The Council of EU Member States – one of the two main EU lawmaking bodies – recently released a new draft version of the ePrivacy Regulation (“EPR”).  Negotiations on the regulation have been deadlocked for a while, but seem to be gathering new momentum under the Finnish Presidency.  Below we highlight some selected topics that may be of interest to readers.

  • Users will have to be reminded (probably every 12 months) of their right to withdraw their consent to the processing of electronic communications content or metadata, unless users request not to receive these reminders. This does not apply to consent for cookies or direct marketing by e-mail or SMS.
  • Member States continue to reserve the right to implement data retention obligations, for example, for law enforcement purposes. This remains a controversial topic in light of past and pending CJEU case law.
  • The consent requirements for cookies do not materially change, although the derogations are more clearly defined; they now include audience measuring and software updates, among others, under certain conditions. In the draft, it is clear that the consent must be a GDPR-consent, which is in line with the recent CJEU Planet49 decision, but the draft also explicitly indicates that consent can be obtained by “appropriate” technical settings of software.
  • Recital 21 addresses the issue of cookie walls (e., subjecting a service to consent for cookies used for advertising purposes). The current draft suggests that this is indeed possible and that the required consent (users must “accept such use”) should not be considered an invalid (tied) consent under Art. 7(4) GDPR when the processing for advertising is “necessary” for the performance of the service.  In other words the acceptance is freely given.  However, the tortured language of the recital demonstrates its political sensitivity – e.g., the recital refers to accept, not “consent”.
  • Direct marketing by e-mail or SMS for own products and services to existing customers would still be based on legitimate interest with a right to opt-out.

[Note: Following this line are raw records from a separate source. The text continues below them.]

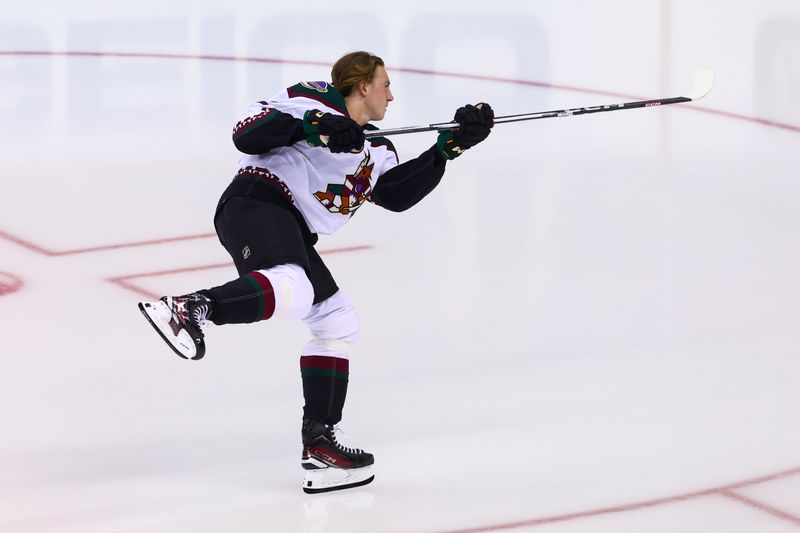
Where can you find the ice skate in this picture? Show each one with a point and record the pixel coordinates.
(330, 466)
(179, 321)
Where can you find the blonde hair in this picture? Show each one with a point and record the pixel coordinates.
(353, 68)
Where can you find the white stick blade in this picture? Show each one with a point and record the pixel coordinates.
(703, 82)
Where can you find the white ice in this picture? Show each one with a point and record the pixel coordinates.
(592, 325)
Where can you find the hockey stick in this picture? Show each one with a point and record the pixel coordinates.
(703, 81)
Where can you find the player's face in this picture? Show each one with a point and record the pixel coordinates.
(378, 95)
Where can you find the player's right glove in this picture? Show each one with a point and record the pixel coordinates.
(475, 125)
(337, 132)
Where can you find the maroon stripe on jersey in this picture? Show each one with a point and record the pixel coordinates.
(323, 362)
(266, 295)
(251, 122)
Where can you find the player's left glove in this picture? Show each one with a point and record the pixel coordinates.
(475, 122)
(338, 133)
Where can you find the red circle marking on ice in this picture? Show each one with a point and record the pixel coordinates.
(9, 283)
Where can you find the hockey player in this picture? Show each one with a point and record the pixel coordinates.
(307, 169)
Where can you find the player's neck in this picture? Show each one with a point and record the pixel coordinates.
(356, 109)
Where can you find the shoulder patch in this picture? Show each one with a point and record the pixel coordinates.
(322, 92)
(319, 86)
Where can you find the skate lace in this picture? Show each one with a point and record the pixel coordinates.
(336, 430)
(200, 315)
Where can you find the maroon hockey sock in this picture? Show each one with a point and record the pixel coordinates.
(248, 299)
(324, 387)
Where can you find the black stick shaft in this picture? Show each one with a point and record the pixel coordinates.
(535, 116)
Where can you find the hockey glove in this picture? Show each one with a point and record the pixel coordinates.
(338, 133)
(475, 125)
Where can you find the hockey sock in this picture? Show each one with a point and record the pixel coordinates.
(324, 387)
(248, 299)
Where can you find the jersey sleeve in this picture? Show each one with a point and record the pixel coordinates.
(262, 127)
(405, 184)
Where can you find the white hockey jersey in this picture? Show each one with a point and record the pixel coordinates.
(326, 188)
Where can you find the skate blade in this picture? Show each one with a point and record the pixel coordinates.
(151, 313)
(330, 479)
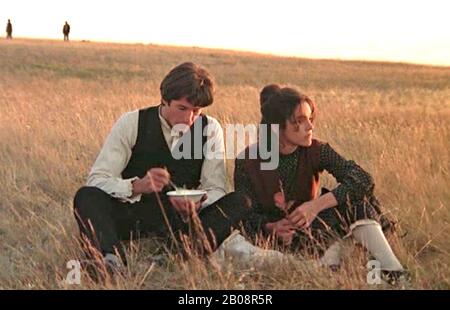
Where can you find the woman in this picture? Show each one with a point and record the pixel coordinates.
(285, 201)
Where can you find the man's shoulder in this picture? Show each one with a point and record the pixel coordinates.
(128, 118)
(213, 122)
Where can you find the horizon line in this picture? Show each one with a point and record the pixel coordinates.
(237, 50)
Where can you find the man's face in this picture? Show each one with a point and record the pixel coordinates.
(180, 112)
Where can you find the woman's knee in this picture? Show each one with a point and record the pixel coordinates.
(238, 200)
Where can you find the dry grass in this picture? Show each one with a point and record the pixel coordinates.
(58, 101)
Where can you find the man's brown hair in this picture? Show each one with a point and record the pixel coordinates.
(189, 81)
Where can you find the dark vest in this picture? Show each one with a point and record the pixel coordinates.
(151, 151)
(266, 183)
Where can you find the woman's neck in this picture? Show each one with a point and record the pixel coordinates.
(287, 148)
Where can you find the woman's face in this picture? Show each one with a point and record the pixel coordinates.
(299, 127)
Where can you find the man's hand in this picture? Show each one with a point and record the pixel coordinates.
(153, 181)
(186, 207)
(303, 215)
(282, 229)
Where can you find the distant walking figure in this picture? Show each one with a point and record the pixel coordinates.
(9, 30)
(66, 30)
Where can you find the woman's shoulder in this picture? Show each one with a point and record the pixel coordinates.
(250, 152)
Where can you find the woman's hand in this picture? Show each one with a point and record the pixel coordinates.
(186, 207)
(304, 215)
(282, 229)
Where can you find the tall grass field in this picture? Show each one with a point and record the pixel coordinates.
(58, 102)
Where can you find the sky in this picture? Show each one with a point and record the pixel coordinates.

However, Member States could set an expiration time on this, following which the relevant party would presumably have to seek an opt-in consent if it wants to continue sending advertising.  This risks creating a patchwork of un-harmonized marketing rules across the EU, despite having an EU-wide regulation.
  • Electronic communications metadata can be used for scientific research, without consent, under certain conditions. Interestingly, under the most recent version of the EPR, these conditions no longer require that the research be based on Union or Member State law ( a contrario Art. 9(2)(j) GDPR).  This is a welcome change, given that these laws do not exist in most cases.